Some background : I'm new to understanding docker images and containers and how to write DOCKERFILE. I currently have a Dockerfile which installs all the dependencies that I want through PIP install command and so, it was very simple to build and deploy images. But I currently have a new requirement to use the Dateinfer module and that cannot be installed through the pip install command. The repo has to be first cloned and then has to be installed and I'm having difficulty achieving this through a DOCKERFILE. The current work around I've been following for now is to run the container and install it manually in the directory with all the other dependencies and Committing the changes with dateinfer installed.But this is a very tedious and time consuming process and I want to achieve the same by just mentioning it in the DOCKERFILE along with all my other dependencies.
This is what my Dockerfile looks like:
FROM ubuntu:20.04
RUN apt update
RUN apt upgrade -y
RUN apt-get install -y python3
RUN apt-get install -y python3-pip
RUN DEBIAN_FRONTEND=noninteractive TZ=Etc/UTC apt-get -y install tzdata
RUN apt-get install -y libenchant1c2a
RUN apt install git -y
RUN pip3 install argparse
RUN pip3 install boto3
RUN pip3 install numpy==1.19.1
RUN pip3 install scipy
RUN pip3 install pandas
RUN pip3 install scikit-learn
RUN pip3 install matplotlib
RUN pip3 install plotly
RUN pip3 install kaleido
RUN pip3 install fpdf
RUN pip3 install regex
RUN pip3 install pyenchant
RUN pip3 install openpyxl
ADD core.py /
ENTRYPOINT [ "/usr/bin/python3.8", "/core.py”]
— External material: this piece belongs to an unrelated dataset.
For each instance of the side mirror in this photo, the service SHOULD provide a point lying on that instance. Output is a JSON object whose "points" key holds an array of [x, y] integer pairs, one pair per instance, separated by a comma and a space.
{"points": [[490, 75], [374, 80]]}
So when I try to install Dateinfer like this:
RUN git clone https://github.com/nedap/dateinfer.git
RUN cd dateinfer
RUN pip3 install .
It throws the following error : ERROR: Directory '.' is not installable. Neither 'setup.py' nor 'pyproject.toml' found. The command '/bin/sh -c pip3 install .' returned a non-zero code: 1
How do I solve this?
CodePudding user response:
Each RUN
directive in a Dockerfile
runs in its own subshell. If you write something like this:
RUN cd dateinfer
That is a no-op: it starts a new shell, changes directory, and then the shell exits. When the next RUN
command executes, you're back in the /
directory.
The easiest way of resolving this is to include your commands in a single RUN
statement:
RUN git clone https://github.com/nedap/dateinfer.git && \
cd dateinfer && \
pip3 install .
In fact, you would benefit from doing this with your other pip install
commands as well; rather than a bunch of individual RUN
commands, consider instead:
RUN pip3 install \
argparse \
boto3 \
numpy==1.19.1 \
scipy \
pandas \
scikit-learn \
matplotlib \
plotly \
kaleido \
fpdf \
regex \
pyenchant \
openpyxl
That will generally be faster because pip
only needs to resolve
dependencies once.
Rather than specifying all the packages individually on the command
line, you could also put them into a requirements.txt
file, and then
use pip install -r requirements.txt
.